We know we live in a world that is broken. People are broken, governments are broken, organisations are broken. This results in a world where bad stuff happens, stuff that is not fair for the individual and the collective.
But here in v13-16 we are told of the future hope we can have as believers.
As followers of Jesus we recognise the reality of a broken world. A world broken by sin but a world being prepared for restoration and renewal through the coming again of Jesus Christ. For through Christ there is the promise of forgiveness for our own sin and shame. Through Christ there is the promise of being able to live by faith in relationship with God. Through Christ there is the promise of the restoration of the world. Through Christ is the promise of life-everlasting in the renewed creation of God.

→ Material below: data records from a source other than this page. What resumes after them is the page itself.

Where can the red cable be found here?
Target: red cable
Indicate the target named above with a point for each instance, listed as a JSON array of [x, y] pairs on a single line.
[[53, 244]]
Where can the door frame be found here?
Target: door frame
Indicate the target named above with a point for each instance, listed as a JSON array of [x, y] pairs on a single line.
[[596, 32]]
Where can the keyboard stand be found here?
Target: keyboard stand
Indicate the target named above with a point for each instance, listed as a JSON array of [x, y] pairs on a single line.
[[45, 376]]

In the same way as the Old Testament saints live by faith for what is to come, so too we live in the world as people who know there is greater to come (despite how bad it may look at times) as God prepares us for the restoration of all things.
I’m a big fan of CS Lewis’ Chronicles of Narnia series. I really enjoy reading the whole collection every so often, and at the end of the final book, The Last Battle, there is a depiction of heaven as the various characters and animals make their way to a renewed land. Lewis writes,
It is as hard to explain how this sunlit land was different from the old Narnia as it would be to tell you how the fruits of that country taste. Perhaps you will get some idea of it if you think like this. You may have been in a room in which there was a window that looked out on a lovely bay of the sea or a green valley that wound away among mountains. And in the wall of that room opposite to the window there may have been a looking-glass. And as you turned away from the window you suddenly caught sight of that sea or that valley, all over again, in the looking glass. And the sea in the mirror, or the valley in the mirror, were in one sense just the same as the real ones: yet at the same time there were somehow different — deeper, more wonderful, more like places in a story: in a story you have never heard but very much want to know.

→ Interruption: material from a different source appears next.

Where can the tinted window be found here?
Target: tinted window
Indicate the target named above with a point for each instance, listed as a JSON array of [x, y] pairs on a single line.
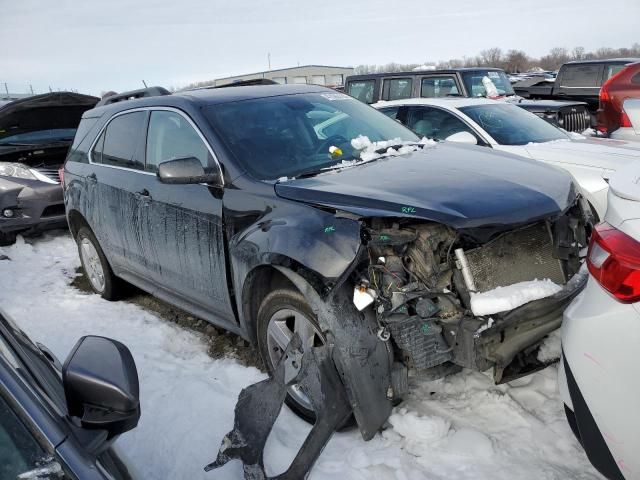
[[362, 90], [474, 82], [171, 136], [580, 76], [512, 125], [433, 87], [612, 70], [122, 140], [282, 136], [19, 450], [396, 88], [435, 123]]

The difference between the old Narnia and the new Narnia was like that. The new one was a deeper country: every rock and flower and blade of grass looked as if it meant more. I can’t describe it any better than that: if ever you get there you will know what I mean.

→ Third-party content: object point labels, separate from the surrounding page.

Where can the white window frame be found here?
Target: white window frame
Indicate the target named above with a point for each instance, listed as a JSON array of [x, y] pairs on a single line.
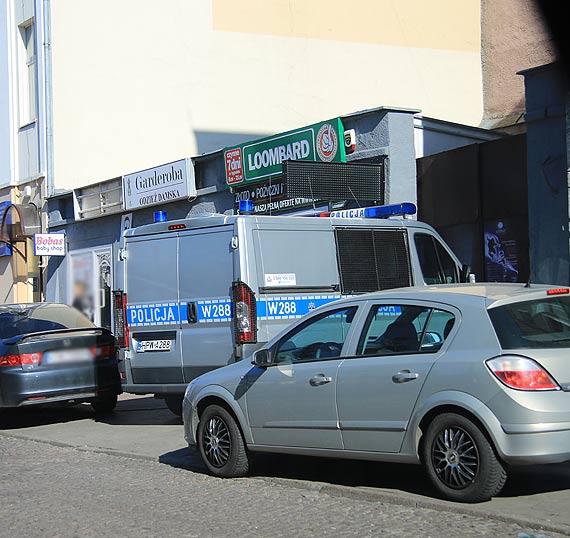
[[27, 73]]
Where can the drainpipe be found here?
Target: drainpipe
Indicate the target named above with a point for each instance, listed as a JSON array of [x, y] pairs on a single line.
[[48, 98]]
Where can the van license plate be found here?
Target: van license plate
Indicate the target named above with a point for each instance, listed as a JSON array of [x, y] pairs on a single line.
[[154, 345]]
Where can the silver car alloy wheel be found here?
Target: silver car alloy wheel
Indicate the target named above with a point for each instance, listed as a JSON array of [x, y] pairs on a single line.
[[216, 442], [455, 457]]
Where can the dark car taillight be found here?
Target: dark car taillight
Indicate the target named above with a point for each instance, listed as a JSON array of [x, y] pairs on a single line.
[[25, 360], [244, 313]]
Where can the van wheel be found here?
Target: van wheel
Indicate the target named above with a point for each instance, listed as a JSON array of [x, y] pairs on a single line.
[[221, 443], [174, 403], [104, 404], [460, 461]]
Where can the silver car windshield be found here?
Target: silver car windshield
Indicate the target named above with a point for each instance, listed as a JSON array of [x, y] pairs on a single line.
[[541, 323]]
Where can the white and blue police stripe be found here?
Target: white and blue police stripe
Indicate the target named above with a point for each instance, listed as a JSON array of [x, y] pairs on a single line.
[[219, 310]]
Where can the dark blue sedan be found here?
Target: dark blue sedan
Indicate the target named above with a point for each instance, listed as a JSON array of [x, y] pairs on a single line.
[[53, 353]]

It was the Unicorn who summed up what everyone was feeling. He stamped his right fore-hoof on the ground and neighed, and then he cried:
“I have come home at last! This is my real country! I belong here. This is the land I have been looking for all my life, though I never knew it till now. The reason why we loved the old Narnia is that it sometimes looked a little like this. Bree-hee-hee! Come further up, come further in!” (p154-155)
A vivid piece of writing, but also a great reminder that we do indeed live, by faith, looking forward to the Holy City, a better country, a heavenly one.